By Samantha Delouya, John Towfighi, CNN
New York (CNN) — The war with Iran has roiled Wall Street, driving up the cost of a mortgage along with auto and credit card loans, making everyday life more expensive for Americans.
Mortgage rates climbed for five straight weeks after the war began, but ticked down this week to 6.37% for the average 30-year fixed mortgage, according to Freddie Mac.
Just weeks ago, borrowing was far cheaper. In late February, just two days before the United States and Israel began joint strikes on Iran, the average 30-year fixed mortgage rate fell to 5.98%, dipping below 6% for the first time in more than three years.
Mortgage rates tend to track the 10-year US Treasury yield, which has climbed across the past month as investors have reckoned with the surge in oil prices, nerves about inflation, and the potential for increased government spending to fund the war. Yields rise when bond prices fall.
The 10-year US Treasury yield rose from below 4% at the end of February to as high as 4.48% in March, before trading around 4.3% this week. That yield is one of the most significant interest rates for the economy, strongly influencing mortgage rates and a range of other borrowing costs for everyday Americans, as well as businesses and the US government.
“Investors are now coming to grips with the likelihood of a prolonged war with Iran and what that would mean for the economy,” said Jeffrey Roach, chief economist at LPL Financial. “The longer global oil supply is crimped, the more likely inflation pressures will increase.”
Here’s how the war is making Americans pay more for credit:
Mortgage rates
Even with this week’s drop in mortgage rates, a typical homebuyer who locked in a rate just a few weeks ago would save tens of thousands of dollars over the life of a loan compared with someone taking out a mortgage today.
Take a $500,000 home. Assuming a 20% downpayment, a buyer who locked in a 30-year fixed mortgage in February, when the average mortgage rate was 5.98%, would be paying about $28,700 per year in principal and interest. At this week’s average mortgage rate of 6.37%, the yearly payment on that same loan would be $29,931. While that may not seem like much, the difference in yearly payments adds up: Over the life of the 30-year loan, today’s homebuyer would pay more than $36,000 than a buyer in February.
“Borrowers are not going to like that,” said Larry White, professor of economics at NYU Stern. “That adds a non-trivial amount to their monthly mortgage payment.”
But despite the rise in rates over the past few weeks, mortgage rates are still lower than at this time last year, when the 30-year average fixed mortgage rate was 6.62%.
Auto loans
Rising Treasury yields could impact other borrowing rates, like auto loans, since the interest rate on a five-year auto loan tends to track short-term bond yields.
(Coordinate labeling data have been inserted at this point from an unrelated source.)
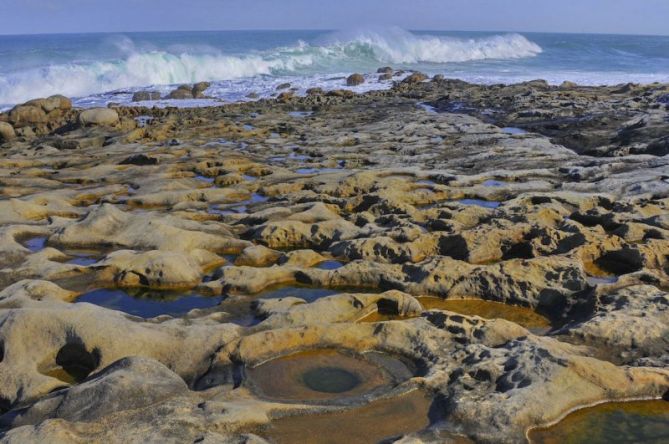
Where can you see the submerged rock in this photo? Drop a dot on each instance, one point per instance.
(355, 80)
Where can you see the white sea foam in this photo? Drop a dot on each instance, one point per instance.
(396, 45)
(140, 66)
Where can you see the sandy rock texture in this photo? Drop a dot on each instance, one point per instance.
(494, 256)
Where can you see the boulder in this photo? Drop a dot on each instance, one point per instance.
(141, 96)
(52, 103)
(416, 77)
(355, 80)
(139, 159)
(98, 116)
(315, 92)
(181, 93)
(25, 115)
(6, 132)
(285, 96)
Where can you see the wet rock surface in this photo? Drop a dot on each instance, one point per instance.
(431, 263)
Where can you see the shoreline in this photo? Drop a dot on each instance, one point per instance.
(212, 271)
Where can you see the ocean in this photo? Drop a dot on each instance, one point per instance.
(95, 69)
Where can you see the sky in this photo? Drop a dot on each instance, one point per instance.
(580, 16)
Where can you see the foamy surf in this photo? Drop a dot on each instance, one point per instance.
(333, 54)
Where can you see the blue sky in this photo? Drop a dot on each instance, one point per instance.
(593, 16)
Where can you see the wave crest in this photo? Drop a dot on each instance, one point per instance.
(337, 53)
(399, 46)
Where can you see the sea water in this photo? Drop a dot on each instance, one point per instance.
(96, 69)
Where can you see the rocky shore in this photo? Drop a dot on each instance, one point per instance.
(437, 262)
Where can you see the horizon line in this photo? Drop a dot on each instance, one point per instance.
(323, 30)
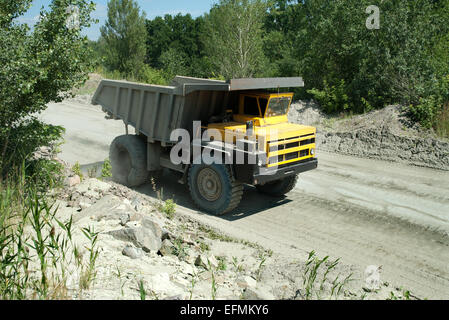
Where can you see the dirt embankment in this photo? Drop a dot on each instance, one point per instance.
(385, 134)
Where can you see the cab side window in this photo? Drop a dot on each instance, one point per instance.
(250, 106)
(263, 105)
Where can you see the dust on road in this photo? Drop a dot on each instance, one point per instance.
(364, 211)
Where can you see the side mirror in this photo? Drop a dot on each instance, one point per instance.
(249, 128)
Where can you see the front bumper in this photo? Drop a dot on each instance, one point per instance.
(273, 174)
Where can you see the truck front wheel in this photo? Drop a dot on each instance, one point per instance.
(279, 187)
(213, 189)
(128, 156)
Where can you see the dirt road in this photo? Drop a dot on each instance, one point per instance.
(367, 212)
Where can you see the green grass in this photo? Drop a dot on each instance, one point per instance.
(36, 248)
(442, 122)
(316, 278)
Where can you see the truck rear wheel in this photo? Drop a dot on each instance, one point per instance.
(213, 189)
(128, 158)
(279, 187)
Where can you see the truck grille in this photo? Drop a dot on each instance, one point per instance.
(284, 151)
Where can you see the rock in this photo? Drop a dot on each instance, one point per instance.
(190, 256)
(188, 269)
(141, 237)
(72, 181)
(203, 261)
(135, 217)
(133, 253)
(109, 207)
(124, 219)
(372, 281)
(246, 282)
(84, 205)
(153, 226)
(258, 293)
(166, 248)
(93, 184)
(136, 204)
(161, 284)
(179, 280)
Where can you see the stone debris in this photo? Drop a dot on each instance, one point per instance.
(372, 281)
(167, 248)
(258, 293)
(139, 246)
(246, 282)
(206, 261)
(141, 237)
(133, 253)
(385, 134)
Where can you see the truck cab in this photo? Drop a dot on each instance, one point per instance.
(257, 143)
(283, 142)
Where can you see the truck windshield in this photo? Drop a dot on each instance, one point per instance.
(278, 106)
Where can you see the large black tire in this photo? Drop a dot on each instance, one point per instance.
(279, 188)
(213, 189)
(128, 156)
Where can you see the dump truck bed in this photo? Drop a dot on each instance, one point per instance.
(156, 111)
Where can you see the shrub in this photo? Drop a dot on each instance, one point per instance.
(332, 98)
(106, 169)
(442, 122)
(149, 75)
(76, 169)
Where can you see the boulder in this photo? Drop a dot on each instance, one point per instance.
(203, 261)
(72, 181)
(93, 185)
(258, 293)
(372, 281)
(153, 226)
(133, 253)
(109, 208)
(124, 219)
(141, 237)
(246, 282)
(167, 248)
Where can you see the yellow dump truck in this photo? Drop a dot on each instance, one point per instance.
(218, 135)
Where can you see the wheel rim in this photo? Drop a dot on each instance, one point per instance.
(209, 184)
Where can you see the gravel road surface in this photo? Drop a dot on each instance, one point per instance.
(368, 212)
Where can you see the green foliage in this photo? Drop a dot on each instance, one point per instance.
(177, 36)
(76, 169)
(233, 37)
(442, 122)
(123, 37)
(168, 207)
(327, 41)
(333, 98)
(37, 66)
(106, 169)
(429, 111)
(150, 75)
(34, 264)
(45, 174)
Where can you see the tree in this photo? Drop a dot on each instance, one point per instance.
(124, 36)
(336, 53)
(174, 44)
(37, 67)
(233, 37)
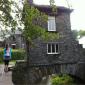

Five-year and two-year Treasury yields soared in March and are hovering at their highest levels since August.
Average rates on five-year auto loans have barely budged during the war, according to Bankrate data, but higher-for-longer bond yields could keep auto rates elevated after they had climbed higher in recent years.
“We’re probably looking at a plateau,” said Stephen Kates, financial analyst at Bankrate.
“The biggest question for borrowing rates, and this is true of mortgages, which obviously have gone up substantially, is the duration of this conflict,” Kates said. “How long this goes on and the uncertainty it brings is going to have more of an impact on borrowing rates than anything.”